Last Saturday I figured it out.
The Lighthouse cruise took off from the Town Pier loaded with enthusiasts that included Haley and me. There were stops at Minot (more on that down the page), Graves End, Boston Light, and the Nantucket Lightship at anchor in Charlestown.
Graves End was spooky and we witnessed the laws of nature with a seal diving for and munching back a fish for lunch while we took in the Light. There was a brooding quality - the name gets you there - and I had a sense that this was a place you could set a credible mystery and make the setting a player in the story.
The Nantucket Lightship was just plain cool. In my childhood I had a post card of it framed and hung in my bedroom. I can't tell you why I thought this was fitting. I just know I liked it then and like it now. The imagination can put you on that ship in a storm. The tinging of the hull, the bounce side to side, sailors holding on, maybe lightning. It is good to see the ship getting some attention and not being lost to time.
Boston Light is placed on the most amazing colored stone. Our guide for the day, true expert Doug Bingham, shared that this light sits on a geological fault line. It is hard to believe anything could move that beautiful stone. For forty to forty five weeks a year the Keeper there, Sally Snowman, lives cut off from shore, her groceries delivered by boat along with everything else she needs to work and to live. This is a quiet place, stolid; it must be brutal in January and February.
Though I am getting to it last in this post, it was Minot's Light that really fired me up when we visited. The captain was able to get us amazingly close to the Light and I found it incredibly exciting.

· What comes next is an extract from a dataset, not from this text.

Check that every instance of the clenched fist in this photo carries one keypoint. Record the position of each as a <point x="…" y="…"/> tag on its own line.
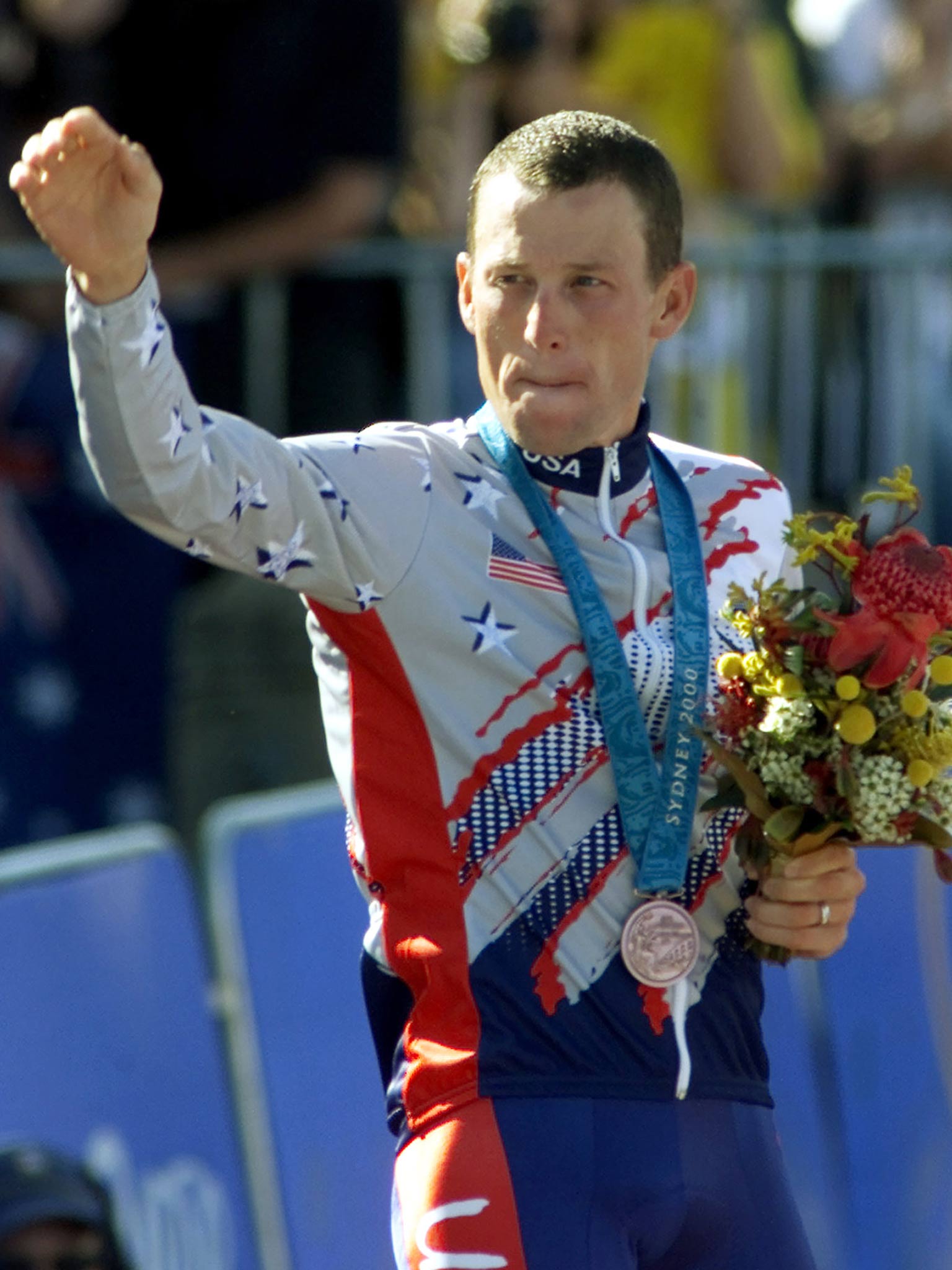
<point x="93" y="197"/>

The Historical Society has shown interest in the Light since the Federal Government put it up for sale. Part of that process was supposed to include an inspection of the inside. Some images of the inside have been shared and Minot is a granite silo separated by levels with grate platforms. I want very much to be in the group that gets to inspect it further but safety concerns make that unlikely. We were so close the other day that the ladder was calling to me like a Siren. I was ready to jump right out and swim over.

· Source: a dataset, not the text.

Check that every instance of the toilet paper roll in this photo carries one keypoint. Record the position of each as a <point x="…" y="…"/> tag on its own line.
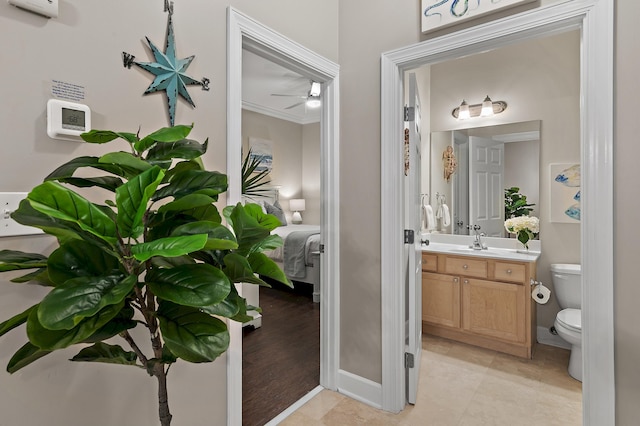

I found out that very few of my fellow cruisers wanted to make that trip with me. To them the ladder looked treacherous and the idea of being alone inside terrifying. I would have gone up there in a second and posed like King Kong on the Empire State building. (I love Photoshop) Maybe someday.
On the ride back to Scituate I figured something out. These other lights gave off an air of mystery and of danger. My light, Old Scituate Light doesn't. While across time there were surely dangers here, Scituate Light is not off putting; it is welcoming, encouraging, beckoning, a far more powerful Siren to far more people than Minot was to me. The number of visitors daily and weekly and monthly are beyond counting.
In any given hour there might be someone sitting on the wall in front of the Light. Last Sunday as I got up to get ready for the Open House there was a father and child walking up the walkway at 5:00 am. I know I had heard voices at 2:30 am when I got up to to check windows and doors and lights. (Insomnia is a blessing for all the things you can get done) People are there now and will be there tonight at midnight and that is only part of what sets this Light apart.
You can get here, you can learn the history of the place, you can talk to Jules or to Haley, you can walk your dog, check out the flowers, (Thanks to Erin for watering by the way), maybe see a news crew checking out rumors of a shark, (Haley had an exchange with a very witty man that had them speculating about the stories they could fabricate for the news; Haley got it to the point where the shark had come up on the beach and eaten a dog), we had three neighbors helping another with a flat tire last night, car shows, parades, photographers, videographers and wedding parties, (same sex and mixed), there was a man dressed as a woman taking pictures last week and saying that they would be shared on the Internet. We have swimmers, fisherman, kayakers, bikers, joggers, the romantic and the reflective and the party hardy.
I know none of the other lights have this bustle, this traffic, this life. That is the difference, the special nature of Old Scituate Light.